The falsehood affirmed by gender ideology separates us from the truth in a most radical way. I say radical because this falsehood strikes at the very roots (radices in Latin) of our personal identity, of what we are. It literally distorts me, because I am male or female; and I discover what I am by looking at my body. Although an imaginary mental me may exist apart from my birth biology, there is no actual me that exists apart from my body’s maleness or femaleness.
As I said, affirming falsehood is always bad. It follows that affirming a falsehood about my gender identity is bad. If I act upon that affirmation by changing my appearance, name and behaviors, this is worse, since it deepens my commitment to the falsehood; and if I go further and surgically alter my primary or secondary sex characteristics based on the falsehood, this is worse still.
Are these actions sins? They are if I do them with sufficient knowledge that I am acting upon a falsehood, and if I act freely. This may be the case with one who claims a transgender identity out of a kind of adolescent rebellion, or to be trendy or different.
What if I do them sincerely thinking that I am doing something good?
If I believe they are good, then I am in error. If my error is not my fault; and there is nothing here and now I can to do to overcome the error; then Catholic moral theology refers to this as an invincibly ignorant conscience.

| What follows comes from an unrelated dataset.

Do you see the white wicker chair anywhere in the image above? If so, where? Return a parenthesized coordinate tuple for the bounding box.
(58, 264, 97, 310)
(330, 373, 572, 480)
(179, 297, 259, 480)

On this, Vatican II teaches: “Conscience frequently errs from invincible ignorance without losing its dignity” (Gaudium et Spes 16).
“Without losing its dignity” means without culpability, without guilt, i.e., without sin.
But if my error is my own fault, then my ignorance offers me no protection from guilt, even grievous guilt. In the immediately next sentence, Vatican II writes:
“The same cannot be said when someone cares little for truth and goodness, and conscience by degrees grows practically sightless as a result of a practice of sinning.”
What if one who has had reconstructive (so-called “bottom”) surgery discovers his error and makes a good confession — must he surgically reverse the procedure to live guilt free? He should make every reasonable effort to surgically bring his body back into conformity with his true sex. But if he is prevented by serious obstacles, whether financial or health, or for some other reason, he may endure for a time, or even indefinitely, the altered physical state without any guilt.
What about people who are “intersex,” that is, who are born with ambiguous genitalia, gonads or sex chromosomes? There is considerable legitimate debate about how we should medically understand this condition and how people with it should be treated. But I think Genesis 1-2 require us to conclude that God created each intersex person either male or female, even if it is sometimes difficult to make this determination. But intersex seems to me irrelevant to claims of “transgender” people, whose biological sex — and so personal identity — is not in doubt.